> (several types of them). I find this criticism very bizarre. C++ and C have se...

pdimitar · on June 8, 2020

You might find this a bizarre criticism but In Java, Ruby, Elixir, Rust strings are all Unicode with escape hatches for manually handling byte arrays (that could be C strings).

In that regard I still find it extremely puzzling that some languages / runtimes still struggle with only giving you two choices: byte arrays and UTF-8 strings. I really don't know what's so hard about it. As mentioned in another comment in this [now pretty big] sub-thread, this is one of the things I found off-putting in OCaml which is otherwise an excellent language.

As for Haskell, it has been about 2 years since I last looked at it. I might be spoiled by the languages I enumerated but I just found the docs [at the time] lacked proper nuance to give you a way to immediately make a choice. Dunno. It's not only the strings though; Haskell's community focuses so much on certain aspects that basic ergonomics get neglected.

I am willing to retry getting into it one day. Just shared my general impressions which are very likely outdated.

_fq4v · on June 8, 2020

> You might find this a bizarre criticism but In Java, Ruby, Elixir, Rust strings are all Unicode with escape hatches for manually handling byte arrays (that could be C strings).

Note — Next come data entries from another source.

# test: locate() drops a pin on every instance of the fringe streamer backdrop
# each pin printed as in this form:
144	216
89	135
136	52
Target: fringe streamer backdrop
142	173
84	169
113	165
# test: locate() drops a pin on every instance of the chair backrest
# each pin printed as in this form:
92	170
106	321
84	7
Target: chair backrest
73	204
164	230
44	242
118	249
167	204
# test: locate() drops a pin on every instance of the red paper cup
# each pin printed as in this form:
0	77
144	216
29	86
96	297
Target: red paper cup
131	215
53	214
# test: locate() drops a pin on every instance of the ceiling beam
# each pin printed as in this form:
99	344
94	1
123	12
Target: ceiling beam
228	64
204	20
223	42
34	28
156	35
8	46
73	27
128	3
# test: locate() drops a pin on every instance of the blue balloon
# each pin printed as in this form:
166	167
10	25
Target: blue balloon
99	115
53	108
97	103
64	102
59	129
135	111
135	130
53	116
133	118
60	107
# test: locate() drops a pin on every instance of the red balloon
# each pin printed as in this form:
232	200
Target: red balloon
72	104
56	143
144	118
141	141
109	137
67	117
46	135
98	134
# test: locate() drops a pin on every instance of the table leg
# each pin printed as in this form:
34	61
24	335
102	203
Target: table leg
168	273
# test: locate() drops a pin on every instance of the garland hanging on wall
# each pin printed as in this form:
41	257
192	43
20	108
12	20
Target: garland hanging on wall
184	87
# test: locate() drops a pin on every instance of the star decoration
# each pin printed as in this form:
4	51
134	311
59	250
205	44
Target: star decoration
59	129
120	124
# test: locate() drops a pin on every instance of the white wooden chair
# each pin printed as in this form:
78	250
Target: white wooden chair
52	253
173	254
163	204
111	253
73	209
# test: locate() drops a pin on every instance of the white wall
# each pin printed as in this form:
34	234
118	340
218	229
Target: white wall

In Java, there is a 'String' class that is used for strings most of the time, but there is also char[], which would be confusing to many C programmers. It's only familiarity and ubiquity that make this choice 'obvious' for most devs

> In that regard I still find it extremely puzzling that some languages / runtimes still struggle with only giving you two choices: byte arrays and UTF-8 strings.

To be clear, Haskell's strings and Text are not UTF-8. Thy are containers that can hold any unicode character, but the particular way in which they're stored is not really guaranteed. I believe Text is UTF-16 internally, and String, being based on Char, uses full UTF-32.

EdwardDiego · on June 8, 2020

> In Java, there is a 'String' class that is used for strings most of the time

Nearly all the time. Only time you're likely to see a char[] is in high performance code needs to mutate strings in a space efficient manner.

I would also mention CharSequence, an interface implemented by several string like classes.

lmm · on June 9, 2020

> You might find this a bizarre criticism but In Java, Ruby, Elixir, Rust strings are all Unicode with escape hatches for manually handling byte arrays (that could be C strings).

Java's strings have noticeable misbehaviour for astral characters, and since the language is built around a single hardcoded string type, almost all Java programs inherit this. Ruby had to have a major migration to fix its string support. Rust is much, much younger than Haskell (so it hasn't had to go through a migration yet) and is famous for having at least 6 different string types.

tome · on June 9, 2020

Astral characters?

lmm · on June 9, 2020

Unicode characters that lie outside the Basic Multilingual Plane.

tome · on June 8, 2020

Another great comment on this thread which could be a blog post of its own :)